# anti seize lubricants for coil overs



## Yai (Apr 26, 2016)

I just got my coil overs and have been using the search for coil over lubricants members are using. I'm from Toronto, so we get all that nice salt on our roads, during winters :S What are you guys using for lubricant, so the coils don't seize up when adjusting and protecting from harsh winters? From what I found, some people using anti seize or marine grease? I'm trying to find another alternative to anti seize, or any lubricant attracting dirt and grime.

Any help and suggestions is much appreciated.

Thanks,

Ron


----------



## EngTech1 (Nov 30, 2008)

*One of the Best Solutions - Canadian Roads*

One of the Best Solutions - Canadian Roads - Up North 

Land Rover sites usually have some stocked - is a Spray Wax . It's a Rust Proofing Wax - that - Dries Hard .

Yet U would be able to Turn - through this Wax If needed to for Adjustments .

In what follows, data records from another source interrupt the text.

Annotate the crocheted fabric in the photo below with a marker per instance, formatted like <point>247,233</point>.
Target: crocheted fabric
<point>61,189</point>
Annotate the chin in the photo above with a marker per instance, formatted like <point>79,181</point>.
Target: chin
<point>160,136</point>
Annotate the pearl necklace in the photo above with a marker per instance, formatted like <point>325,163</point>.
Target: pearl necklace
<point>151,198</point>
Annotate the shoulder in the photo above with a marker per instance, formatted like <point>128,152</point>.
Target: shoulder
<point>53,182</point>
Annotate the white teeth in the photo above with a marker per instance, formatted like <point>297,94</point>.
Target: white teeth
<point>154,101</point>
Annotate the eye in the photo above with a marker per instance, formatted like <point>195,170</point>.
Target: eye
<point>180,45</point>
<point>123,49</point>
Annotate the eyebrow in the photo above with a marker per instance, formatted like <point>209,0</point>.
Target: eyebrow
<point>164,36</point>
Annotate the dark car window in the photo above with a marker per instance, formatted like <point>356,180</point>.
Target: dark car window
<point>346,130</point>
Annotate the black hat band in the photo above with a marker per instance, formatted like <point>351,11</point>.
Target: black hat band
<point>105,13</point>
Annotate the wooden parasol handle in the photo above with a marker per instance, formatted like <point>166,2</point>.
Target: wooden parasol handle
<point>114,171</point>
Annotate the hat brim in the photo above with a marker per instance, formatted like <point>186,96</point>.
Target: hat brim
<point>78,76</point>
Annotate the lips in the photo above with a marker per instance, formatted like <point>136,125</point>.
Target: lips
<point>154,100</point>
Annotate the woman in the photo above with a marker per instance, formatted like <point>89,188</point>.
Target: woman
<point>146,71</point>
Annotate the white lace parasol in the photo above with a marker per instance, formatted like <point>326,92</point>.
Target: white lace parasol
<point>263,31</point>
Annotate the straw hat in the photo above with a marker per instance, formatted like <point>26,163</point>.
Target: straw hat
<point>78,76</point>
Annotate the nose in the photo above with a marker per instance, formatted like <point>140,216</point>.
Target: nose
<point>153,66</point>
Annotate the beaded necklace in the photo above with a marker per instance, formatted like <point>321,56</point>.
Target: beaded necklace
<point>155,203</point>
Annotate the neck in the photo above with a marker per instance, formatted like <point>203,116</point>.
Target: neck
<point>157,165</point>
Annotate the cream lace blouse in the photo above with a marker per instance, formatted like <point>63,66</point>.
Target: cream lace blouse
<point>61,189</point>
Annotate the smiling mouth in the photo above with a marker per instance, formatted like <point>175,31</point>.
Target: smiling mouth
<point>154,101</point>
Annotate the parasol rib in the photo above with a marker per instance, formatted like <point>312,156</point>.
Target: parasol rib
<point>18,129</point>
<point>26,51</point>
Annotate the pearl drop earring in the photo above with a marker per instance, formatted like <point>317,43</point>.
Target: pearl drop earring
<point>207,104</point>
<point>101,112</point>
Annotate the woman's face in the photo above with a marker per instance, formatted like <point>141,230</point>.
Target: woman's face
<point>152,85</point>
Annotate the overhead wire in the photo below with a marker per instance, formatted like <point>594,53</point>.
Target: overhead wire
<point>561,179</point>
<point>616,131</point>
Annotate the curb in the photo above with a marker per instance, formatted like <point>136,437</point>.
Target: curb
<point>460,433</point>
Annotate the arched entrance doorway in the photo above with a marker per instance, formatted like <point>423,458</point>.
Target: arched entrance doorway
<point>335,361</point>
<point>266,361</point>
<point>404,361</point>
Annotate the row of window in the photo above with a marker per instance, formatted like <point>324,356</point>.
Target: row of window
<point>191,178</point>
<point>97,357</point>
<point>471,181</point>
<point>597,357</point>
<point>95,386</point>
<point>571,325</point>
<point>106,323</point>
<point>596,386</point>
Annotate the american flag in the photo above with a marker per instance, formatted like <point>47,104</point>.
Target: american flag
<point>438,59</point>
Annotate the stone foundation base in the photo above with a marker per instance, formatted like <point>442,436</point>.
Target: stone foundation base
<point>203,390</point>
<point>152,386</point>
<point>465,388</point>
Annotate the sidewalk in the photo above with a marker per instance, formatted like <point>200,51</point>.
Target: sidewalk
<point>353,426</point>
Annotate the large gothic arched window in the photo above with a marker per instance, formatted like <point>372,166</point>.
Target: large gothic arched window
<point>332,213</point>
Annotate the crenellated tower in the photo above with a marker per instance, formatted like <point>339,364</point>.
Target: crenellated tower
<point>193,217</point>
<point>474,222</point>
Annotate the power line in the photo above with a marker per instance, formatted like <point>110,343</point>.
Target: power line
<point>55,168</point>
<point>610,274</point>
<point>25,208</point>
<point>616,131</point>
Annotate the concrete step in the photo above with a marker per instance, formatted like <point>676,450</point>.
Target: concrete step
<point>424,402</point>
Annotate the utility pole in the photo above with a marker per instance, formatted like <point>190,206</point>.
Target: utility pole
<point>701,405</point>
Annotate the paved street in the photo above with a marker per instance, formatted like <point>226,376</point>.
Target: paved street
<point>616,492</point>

Point Being - Not sticky holding sand and debris like an Grease base would . :beer:


----------



## Eric D (Feb 16, 1999)

Boeshield T9.

http://boeshield.com/


----------



## Pat Dolan (Sep 28, 2003)

Thanks. You just made my evening very worthwhile. Been looking for something such as this for quite a while


----------



## ryan mills (May 3, 2002)

*FV-QR*

If you're looking for something locally, bicycle chain wax might just fit the bill as well.


----------